Last night, BeagleOne, Suburbahick (plus friend), Uniputt (plus Mrs. Uniputt), and I got together at Embargo, a relatively new Cuban-themed bar here in town, for cigars, drinks, and good conversation. We didn't get started until around 8:00pm, which only left me time for six cigars, but we smoked some good ones and had a great time. I'm camera-less, but I think that Tony (BeagleOne) may have snapped a couple. Thanks for a good time, guys--and I can't wait to do it again!


----------



## floydp (Jun 6, 2004)

croatan said:


> Last night, BeagleOne, Suburbahick (plus friend), Uniputt (plus Mrs. Uniputt), and I got together at Embargo, a relatively new Cuban-themed bar here in town, for cigars, drinks, and good conversation. We didn't get started until around 8:00pm, which only left me time for six cigars, but we smoked some good ones and had a great time. I'm camera-less, but I think that Tony (BeagleOne) may have snapped a couple. Thanks for a good time, guys--and I can't wait to do it again!

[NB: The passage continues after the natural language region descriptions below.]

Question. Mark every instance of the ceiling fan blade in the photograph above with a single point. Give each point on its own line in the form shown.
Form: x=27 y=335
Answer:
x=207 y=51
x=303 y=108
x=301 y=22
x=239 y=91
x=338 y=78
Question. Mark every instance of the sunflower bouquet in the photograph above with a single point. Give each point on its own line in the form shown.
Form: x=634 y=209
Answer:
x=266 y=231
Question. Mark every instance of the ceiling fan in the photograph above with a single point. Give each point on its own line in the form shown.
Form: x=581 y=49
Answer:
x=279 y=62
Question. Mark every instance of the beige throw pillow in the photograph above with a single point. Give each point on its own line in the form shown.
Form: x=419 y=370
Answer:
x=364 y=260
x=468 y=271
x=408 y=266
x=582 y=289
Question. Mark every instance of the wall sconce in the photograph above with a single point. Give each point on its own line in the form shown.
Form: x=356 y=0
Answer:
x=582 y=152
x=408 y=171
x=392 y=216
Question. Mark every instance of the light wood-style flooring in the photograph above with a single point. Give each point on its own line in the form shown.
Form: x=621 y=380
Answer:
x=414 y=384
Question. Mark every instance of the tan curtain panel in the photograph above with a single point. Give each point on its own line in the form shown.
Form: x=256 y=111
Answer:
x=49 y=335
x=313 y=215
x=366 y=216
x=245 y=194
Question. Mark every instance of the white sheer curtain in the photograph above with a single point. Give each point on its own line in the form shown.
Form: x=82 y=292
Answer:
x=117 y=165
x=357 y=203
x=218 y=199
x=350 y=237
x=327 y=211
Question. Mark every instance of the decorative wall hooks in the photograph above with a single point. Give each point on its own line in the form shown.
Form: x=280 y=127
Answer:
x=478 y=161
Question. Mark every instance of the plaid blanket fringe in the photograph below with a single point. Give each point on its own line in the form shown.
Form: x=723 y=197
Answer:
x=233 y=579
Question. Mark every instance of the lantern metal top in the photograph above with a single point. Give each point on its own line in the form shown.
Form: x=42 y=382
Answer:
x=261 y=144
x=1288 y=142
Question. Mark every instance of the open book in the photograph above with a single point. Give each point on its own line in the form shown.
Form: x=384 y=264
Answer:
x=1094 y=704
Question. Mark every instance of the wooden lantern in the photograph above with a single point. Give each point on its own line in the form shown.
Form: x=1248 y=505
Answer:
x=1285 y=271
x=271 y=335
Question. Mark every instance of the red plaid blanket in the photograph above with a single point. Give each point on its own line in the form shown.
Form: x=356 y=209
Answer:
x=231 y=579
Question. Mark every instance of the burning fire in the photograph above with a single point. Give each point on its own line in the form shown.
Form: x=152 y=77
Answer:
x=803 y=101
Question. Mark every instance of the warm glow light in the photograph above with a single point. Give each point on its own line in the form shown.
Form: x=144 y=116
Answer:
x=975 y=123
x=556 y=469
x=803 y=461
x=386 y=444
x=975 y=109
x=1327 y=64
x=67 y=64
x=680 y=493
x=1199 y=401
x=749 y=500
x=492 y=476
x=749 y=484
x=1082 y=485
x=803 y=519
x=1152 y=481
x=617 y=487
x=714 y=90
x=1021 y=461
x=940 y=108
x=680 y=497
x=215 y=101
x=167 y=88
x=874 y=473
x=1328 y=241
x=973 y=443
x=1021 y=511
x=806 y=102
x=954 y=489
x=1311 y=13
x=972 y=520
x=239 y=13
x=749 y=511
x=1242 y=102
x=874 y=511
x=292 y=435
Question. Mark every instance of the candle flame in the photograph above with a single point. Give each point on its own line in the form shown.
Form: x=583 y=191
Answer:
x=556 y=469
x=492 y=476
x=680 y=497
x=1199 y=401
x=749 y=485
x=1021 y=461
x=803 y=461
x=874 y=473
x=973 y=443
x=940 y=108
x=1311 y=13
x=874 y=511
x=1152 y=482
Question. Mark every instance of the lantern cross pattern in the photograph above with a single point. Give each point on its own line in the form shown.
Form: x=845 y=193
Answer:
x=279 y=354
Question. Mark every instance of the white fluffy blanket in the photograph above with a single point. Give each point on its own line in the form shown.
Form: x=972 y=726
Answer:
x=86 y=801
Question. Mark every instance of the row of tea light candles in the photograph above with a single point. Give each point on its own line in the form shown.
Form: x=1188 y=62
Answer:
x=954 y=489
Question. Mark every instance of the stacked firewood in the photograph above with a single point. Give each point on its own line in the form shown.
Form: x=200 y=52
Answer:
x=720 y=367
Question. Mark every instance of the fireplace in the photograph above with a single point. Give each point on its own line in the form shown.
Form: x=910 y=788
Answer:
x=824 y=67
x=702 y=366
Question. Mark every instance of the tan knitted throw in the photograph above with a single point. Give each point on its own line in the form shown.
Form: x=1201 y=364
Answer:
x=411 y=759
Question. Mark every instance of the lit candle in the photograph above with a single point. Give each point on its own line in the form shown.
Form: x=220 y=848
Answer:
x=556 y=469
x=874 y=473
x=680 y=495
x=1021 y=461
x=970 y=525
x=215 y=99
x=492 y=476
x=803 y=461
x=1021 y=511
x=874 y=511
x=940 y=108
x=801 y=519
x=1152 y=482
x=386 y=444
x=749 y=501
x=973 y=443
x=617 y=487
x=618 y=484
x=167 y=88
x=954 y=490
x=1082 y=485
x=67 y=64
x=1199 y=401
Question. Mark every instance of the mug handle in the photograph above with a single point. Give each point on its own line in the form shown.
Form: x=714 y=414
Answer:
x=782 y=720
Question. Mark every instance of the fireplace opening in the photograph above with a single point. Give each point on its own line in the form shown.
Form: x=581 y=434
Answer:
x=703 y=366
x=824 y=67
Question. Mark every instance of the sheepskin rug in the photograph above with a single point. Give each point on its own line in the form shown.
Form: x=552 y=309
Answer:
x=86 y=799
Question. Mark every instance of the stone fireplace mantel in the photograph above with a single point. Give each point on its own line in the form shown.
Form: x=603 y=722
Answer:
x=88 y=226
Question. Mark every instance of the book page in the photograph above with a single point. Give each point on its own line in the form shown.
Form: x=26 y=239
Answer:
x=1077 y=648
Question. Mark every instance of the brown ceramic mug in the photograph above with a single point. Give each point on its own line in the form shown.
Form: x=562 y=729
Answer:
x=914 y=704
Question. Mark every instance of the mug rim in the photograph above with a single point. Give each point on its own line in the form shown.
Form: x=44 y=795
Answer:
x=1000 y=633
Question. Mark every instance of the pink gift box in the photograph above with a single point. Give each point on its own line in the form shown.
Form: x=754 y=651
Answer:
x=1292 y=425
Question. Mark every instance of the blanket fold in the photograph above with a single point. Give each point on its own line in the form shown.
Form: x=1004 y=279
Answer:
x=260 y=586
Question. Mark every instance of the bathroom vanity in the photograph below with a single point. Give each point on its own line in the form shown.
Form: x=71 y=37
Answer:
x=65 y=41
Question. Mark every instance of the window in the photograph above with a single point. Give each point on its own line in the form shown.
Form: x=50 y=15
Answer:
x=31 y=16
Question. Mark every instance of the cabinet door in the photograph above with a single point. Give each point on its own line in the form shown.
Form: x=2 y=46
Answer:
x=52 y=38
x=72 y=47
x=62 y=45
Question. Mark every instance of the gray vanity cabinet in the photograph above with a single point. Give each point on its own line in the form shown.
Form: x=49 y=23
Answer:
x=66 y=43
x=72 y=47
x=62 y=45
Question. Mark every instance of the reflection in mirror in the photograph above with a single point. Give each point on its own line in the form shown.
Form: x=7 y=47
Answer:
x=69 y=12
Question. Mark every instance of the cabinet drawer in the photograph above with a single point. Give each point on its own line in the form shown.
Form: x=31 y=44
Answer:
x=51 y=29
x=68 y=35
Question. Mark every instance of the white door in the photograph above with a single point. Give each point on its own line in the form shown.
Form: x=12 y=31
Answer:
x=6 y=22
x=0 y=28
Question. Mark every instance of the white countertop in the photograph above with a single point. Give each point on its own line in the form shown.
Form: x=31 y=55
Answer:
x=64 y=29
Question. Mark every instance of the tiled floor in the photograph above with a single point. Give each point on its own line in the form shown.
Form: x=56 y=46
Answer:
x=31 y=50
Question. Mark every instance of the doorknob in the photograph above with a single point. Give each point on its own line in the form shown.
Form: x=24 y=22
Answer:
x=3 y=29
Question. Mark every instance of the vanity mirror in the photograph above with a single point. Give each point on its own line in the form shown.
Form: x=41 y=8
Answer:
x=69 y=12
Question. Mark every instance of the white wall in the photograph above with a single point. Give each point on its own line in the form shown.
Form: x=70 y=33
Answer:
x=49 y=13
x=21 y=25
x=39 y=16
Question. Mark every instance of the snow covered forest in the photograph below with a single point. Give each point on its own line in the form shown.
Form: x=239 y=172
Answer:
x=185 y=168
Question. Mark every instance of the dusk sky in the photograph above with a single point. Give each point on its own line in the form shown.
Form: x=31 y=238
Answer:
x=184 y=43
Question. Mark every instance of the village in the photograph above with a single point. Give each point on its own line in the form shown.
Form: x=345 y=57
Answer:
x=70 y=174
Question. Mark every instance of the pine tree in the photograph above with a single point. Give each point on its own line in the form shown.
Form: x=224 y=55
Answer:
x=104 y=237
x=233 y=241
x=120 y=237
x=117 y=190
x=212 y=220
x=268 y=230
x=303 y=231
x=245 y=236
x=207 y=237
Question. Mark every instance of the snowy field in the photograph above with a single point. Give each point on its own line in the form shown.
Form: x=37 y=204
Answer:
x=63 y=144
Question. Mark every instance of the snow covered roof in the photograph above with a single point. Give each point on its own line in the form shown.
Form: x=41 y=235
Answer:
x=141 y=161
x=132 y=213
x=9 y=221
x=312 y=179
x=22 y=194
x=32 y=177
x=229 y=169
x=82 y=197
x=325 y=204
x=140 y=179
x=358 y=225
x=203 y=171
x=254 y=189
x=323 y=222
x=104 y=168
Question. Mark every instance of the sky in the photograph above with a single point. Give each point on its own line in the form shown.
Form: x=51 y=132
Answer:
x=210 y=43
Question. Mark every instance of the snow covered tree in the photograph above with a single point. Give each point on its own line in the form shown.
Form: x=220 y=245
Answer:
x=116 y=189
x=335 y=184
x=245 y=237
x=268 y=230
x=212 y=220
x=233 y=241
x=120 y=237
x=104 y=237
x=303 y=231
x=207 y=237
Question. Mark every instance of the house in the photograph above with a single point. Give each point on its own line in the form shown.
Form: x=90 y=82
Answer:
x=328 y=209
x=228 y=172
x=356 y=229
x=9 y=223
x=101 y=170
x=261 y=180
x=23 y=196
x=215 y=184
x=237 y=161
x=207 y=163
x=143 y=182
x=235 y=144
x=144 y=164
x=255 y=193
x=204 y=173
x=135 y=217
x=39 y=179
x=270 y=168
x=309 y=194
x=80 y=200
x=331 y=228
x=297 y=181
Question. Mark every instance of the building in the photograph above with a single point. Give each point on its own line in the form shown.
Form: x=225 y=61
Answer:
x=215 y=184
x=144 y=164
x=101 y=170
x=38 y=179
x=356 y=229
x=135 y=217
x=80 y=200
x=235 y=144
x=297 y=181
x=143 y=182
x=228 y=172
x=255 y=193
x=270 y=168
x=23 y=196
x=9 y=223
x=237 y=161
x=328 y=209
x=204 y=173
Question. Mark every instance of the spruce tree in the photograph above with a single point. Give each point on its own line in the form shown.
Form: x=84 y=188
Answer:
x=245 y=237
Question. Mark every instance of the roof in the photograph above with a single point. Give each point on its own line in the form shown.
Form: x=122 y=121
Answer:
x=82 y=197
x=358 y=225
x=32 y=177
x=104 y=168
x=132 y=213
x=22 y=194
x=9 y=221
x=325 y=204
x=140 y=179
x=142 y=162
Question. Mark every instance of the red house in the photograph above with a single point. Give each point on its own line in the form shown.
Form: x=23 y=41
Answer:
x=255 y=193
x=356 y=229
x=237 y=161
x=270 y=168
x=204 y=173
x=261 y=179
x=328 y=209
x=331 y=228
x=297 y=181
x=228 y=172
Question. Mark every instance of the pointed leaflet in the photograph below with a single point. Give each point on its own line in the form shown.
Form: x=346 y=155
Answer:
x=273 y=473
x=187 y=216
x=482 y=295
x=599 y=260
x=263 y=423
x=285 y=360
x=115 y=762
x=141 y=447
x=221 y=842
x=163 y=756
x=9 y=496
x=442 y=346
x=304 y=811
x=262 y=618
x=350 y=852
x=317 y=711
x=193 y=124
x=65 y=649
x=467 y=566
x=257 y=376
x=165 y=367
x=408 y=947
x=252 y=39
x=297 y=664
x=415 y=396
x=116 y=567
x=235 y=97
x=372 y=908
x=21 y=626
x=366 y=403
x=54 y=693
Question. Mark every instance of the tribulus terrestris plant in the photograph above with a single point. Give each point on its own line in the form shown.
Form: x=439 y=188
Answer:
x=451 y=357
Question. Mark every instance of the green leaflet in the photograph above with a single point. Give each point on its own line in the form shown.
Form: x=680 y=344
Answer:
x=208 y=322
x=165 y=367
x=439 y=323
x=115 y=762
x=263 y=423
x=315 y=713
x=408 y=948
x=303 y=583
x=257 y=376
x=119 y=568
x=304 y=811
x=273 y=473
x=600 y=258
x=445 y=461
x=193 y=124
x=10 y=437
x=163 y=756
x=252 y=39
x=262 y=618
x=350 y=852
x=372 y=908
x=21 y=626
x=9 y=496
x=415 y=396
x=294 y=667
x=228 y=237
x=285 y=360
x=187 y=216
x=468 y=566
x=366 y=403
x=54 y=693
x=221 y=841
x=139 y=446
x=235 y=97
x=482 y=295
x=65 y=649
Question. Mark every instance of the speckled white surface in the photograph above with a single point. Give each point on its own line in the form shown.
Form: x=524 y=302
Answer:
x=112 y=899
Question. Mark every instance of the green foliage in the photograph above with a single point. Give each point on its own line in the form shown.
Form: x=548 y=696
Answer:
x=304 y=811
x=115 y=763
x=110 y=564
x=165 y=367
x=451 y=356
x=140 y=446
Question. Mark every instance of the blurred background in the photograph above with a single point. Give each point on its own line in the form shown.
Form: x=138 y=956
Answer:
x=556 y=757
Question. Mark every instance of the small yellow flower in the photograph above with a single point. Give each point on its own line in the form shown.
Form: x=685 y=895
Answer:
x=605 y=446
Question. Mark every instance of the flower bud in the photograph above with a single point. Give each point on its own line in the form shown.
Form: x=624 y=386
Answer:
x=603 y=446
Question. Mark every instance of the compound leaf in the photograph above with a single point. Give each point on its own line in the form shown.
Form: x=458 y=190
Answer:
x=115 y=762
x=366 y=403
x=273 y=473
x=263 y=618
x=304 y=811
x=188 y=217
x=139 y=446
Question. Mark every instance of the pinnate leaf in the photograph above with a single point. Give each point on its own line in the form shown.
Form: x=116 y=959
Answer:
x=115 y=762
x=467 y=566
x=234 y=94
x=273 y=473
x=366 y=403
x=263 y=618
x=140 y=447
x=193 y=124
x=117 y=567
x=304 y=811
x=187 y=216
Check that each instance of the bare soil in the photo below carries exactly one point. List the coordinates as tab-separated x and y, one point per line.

Well I hope somebody took some pics James! Sounds like yens had a good time brother. Awesome when yens can herf with fellow BOTL's.


----------



## Kayak_Rat (Nov 28, 2005)

Definately had to be a good time. Now when are you guys headed north? Or maybe its time for us Arkansans to take a road trip.


----------



## RPB67 (Mar 26, 2005)

Nice when a few of us can hook up like that and have a good time.

We need those photos though !!


----------



## publicspeakingnerd (Nov 6, 2006)

Hmmm..Arkansas and Road trip...my boyfriend is planning on going on one with his friends...odd



Kayak_Rat said:


> Definately had to be a good time. Now when are you guys headed north? Or maybe its time for us Arkansans to take a road trip.


----------



## publicspeakingnerd (Nov 6, 2006)

Sorry I missed this one guys...I hope I can make it to the next one (and it will be my first). 

Shanna


----------



## Mowee (Jan 1, 2000)

Sounds like you had a good time. Remember if you ever get over to Dallas...we're always ready for a herf. (And plan on the PTDC for next year. We even had guys from Keller :dr )


----------



## BeagleOne (Dec 23, 2005)

Okay BOTL, sorry I was away for most of the weekend. Friday night's herf was very good getaway from the post turkey shopping stampede. Thanks to Croatan, Uniputt, Mrs. Uniputt and Suburbanhick for showing up. Lots of drinks were consumed, many more sticks traded and smoked!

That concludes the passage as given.